Boris Ollivier (ISPV) a entamé en 2008 une formation complémentaire par la recherche entamée en 2008 auprès de l’INRA TSV Ivry (UR Transformations sociales et politiques liées au vivant) et de l’Institut d’Etudes Politiques de Paris (Sciences Po Paris).

A ce titre, il a suivi avec succès le Master Recherche Politique et Sociétés en Europe de Sciences Po Paris, et a réalisé dans ce cadre le mémoire de recherche dans lequel il aborde les questions brièvement présentées ci-dessous.

Questions abordées par l’étude :

Considérant l’importance de ses conséquences sur les échanges et les difficultés à l’éradiquer, on pourrait réduire la FCO à une maladie économique.

Pourquoi malgré tout les éleveurs l’inscrivent-ils dans le registre des crises sanitaires précédentes ? Cette inscription peut témoigner d’une volonté de continuité et de l’attachement à un dispositif, dans lequel les rôles, notamment pour les éleveurs, ont été établis. Elle pourrait manifester aussi un mécontentement du traitement de la partie sanitaire de la crise.
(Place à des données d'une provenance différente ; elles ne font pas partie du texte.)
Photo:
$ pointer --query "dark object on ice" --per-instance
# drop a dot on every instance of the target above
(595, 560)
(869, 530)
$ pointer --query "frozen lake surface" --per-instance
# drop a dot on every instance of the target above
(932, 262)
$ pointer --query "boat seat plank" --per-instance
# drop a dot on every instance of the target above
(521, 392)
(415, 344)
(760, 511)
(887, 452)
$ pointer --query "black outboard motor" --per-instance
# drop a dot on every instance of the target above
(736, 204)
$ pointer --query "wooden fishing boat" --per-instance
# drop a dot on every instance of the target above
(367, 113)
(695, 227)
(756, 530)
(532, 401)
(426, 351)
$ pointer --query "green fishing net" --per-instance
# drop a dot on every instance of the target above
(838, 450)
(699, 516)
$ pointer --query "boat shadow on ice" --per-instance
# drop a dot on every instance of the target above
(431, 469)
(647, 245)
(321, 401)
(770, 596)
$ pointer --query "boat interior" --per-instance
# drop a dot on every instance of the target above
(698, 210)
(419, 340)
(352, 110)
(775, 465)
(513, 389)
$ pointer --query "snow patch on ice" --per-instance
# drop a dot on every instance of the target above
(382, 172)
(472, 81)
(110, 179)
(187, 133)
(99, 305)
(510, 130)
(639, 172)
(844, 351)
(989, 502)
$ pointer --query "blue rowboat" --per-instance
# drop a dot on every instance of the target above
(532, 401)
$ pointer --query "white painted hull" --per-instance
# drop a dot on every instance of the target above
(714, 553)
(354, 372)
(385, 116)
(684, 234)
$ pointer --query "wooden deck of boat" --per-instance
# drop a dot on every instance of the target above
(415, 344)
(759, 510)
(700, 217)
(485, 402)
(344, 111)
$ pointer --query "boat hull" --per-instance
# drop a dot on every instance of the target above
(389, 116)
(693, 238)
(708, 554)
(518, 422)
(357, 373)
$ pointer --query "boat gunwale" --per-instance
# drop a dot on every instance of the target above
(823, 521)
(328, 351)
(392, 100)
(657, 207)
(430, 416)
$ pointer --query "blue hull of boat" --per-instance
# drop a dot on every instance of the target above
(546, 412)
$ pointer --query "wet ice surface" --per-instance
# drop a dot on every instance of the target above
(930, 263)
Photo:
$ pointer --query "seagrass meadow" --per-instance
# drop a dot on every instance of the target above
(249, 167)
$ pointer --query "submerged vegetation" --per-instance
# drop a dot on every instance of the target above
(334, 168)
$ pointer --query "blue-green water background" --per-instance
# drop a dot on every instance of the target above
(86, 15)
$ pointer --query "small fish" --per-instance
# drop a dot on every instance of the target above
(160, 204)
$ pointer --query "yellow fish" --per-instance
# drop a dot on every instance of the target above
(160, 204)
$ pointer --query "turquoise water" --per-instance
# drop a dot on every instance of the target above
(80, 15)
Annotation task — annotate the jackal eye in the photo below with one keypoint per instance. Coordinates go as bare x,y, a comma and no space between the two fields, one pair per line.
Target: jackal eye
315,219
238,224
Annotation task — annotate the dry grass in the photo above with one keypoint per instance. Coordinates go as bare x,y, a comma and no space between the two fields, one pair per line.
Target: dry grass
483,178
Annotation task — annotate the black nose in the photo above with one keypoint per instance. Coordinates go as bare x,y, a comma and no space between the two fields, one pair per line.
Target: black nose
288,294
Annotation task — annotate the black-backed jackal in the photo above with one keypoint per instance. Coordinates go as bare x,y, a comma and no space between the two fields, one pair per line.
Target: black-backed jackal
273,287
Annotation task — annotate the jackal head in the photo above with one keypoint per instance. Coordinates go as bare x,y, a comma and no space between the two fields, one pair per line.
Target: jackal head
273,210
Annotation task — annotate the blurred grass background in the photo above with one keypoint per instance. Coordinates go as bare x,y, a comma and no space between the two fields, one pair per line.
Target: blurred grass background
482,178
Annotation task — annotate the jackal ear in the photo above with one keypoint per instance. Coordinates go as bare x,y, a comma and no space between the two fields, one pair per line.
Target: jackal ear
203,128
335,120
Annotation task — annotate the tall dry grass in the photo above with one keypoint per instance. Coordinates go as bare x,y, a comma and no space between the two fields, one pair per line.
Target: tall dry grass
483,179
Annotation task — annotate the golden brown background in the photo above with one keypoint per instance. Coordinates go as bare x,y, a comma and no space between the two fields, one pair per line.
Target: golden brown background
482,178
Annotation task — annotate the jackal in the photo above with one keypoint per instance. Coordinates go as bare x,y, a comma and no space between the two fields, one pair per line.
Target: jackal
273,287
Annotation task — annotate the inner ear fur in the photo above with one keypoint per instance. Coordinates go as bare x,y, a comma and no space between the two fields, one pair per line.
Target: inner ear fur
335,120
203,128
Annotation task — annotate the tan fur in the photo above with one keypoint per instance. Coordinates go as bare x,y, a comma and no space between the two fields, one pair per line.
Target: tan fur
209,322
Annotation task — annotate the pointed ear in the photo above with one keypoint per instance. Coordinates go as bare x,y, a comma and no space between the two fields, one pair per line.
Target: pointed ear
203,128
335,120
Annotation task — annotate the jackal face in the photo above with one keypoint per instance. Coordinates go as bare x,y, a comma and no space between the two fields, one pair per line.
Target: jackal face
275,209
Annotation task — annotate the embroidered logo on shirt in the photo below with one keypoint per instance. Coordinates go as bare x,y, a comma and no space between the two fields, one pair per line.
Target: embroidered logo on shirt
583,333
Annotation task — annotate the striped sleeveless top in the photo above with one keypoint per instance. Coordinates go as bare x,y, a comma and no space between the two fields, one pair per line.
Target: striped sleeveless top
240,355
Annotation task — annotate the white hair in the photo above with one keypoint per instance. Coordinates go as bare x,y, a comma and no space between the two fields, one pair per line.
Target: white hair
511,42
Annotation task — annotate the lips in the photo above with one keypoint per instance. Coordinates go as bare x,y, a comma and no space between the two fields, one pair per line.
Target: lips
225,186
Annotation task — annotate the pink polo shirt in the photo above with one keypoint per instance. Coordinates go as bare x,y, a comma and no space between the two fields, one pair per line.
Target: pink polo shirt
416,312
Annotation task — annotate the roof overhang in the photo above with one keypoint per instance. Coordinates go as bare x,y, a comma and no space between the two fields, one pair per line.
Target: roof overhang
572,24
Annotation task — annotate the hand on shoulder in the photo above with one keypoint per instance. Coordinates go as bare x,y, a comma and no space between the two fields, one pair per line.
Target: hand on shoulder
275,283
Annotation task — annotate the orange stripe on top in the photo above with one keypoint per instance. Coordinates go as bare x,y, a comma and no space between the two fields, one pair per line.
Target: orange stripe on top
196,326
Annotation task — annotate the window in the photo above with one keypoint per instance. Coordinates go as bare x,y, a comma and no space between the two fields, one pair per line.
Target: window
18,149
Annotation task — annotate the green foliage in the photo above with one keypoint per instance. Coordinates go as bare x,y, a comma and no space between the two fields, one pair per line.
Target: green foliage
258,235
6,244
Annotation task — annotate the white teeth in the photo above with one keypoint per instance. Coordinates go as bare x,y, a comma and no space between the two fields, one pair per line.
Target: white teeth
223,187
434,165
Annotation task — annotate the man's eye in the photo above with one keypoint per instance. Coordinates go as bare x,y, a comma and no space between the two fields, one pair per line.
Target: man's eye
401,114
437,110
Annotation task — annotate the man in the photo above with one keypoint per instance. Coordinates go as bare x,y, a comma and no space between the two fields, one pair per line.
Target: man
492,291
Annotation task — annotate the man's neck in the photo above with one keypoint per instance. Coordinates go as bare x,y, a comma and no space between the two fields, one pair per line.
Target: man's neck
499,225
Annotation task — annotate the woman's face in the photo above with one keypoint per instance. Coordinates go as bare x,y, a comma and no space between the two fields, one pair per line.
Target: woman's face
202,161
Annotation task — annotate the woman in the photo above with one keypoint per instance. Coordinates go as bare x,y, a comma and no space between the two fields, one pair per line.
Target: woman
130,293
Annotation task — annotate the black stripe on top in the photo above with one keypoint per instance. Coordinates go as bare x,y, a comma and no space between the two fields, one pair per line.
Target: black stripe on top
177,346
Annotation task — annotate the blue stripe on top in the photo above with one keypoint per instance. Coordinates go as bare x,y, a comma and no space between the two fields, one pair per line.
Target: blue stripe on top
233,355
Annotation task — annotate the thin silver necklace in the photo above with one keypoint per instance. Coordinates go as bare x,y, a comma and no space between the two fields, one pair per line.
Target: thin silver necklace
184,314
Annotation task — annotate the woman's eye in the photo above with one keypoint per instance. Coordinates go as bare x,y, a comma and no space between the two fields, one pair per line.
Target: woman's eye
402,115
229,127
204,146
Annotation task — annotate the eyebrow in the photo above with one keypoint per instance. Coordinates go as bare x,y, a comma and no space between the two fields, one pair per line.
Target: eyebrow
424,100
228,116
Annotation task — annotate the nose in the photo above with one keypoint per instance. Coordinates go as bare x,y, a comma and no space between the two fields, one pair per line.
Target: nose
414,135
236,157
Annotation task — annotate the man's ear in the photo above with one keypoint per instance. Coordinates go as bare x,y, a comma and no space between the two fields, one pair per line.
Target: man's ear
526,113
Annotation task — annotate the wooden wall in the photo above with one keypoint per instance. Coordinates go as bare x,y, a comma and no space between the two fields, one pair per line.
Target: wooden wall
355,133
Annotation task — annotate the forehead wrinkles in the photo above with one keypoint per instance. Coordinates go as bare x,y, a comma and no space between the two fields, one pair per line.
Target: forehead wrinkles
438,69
L’insatisfaction des éleveurs et des autres acteurs de la mise en œuvre converge sur une critique de la politisation de la gestion de la FCO. Pourquoi ces acteurs critiquent-ils la dimension politique d’un dispositif de gestion marqué par l’institutionnalisation de leur cogestion ? Les reproches adressés peuvent révéler au sein de la profession agricole une difficulté à recevoir de manière uniforme la décision politique. Plus généralement, la légitimité du niveau politique des décisions pose peut-être question.

Malgré les reconfigurations passées et les critiques présentes sur les interventions politiques dans le domaine sanitaire, comment expliquer finalement que se concrétise le pilotage politique de la FCO ?

Le « renouveau d’incertitudes » amène certainement le politique à intervenir. Il traduit peut-être une dynamique à l’épreuve.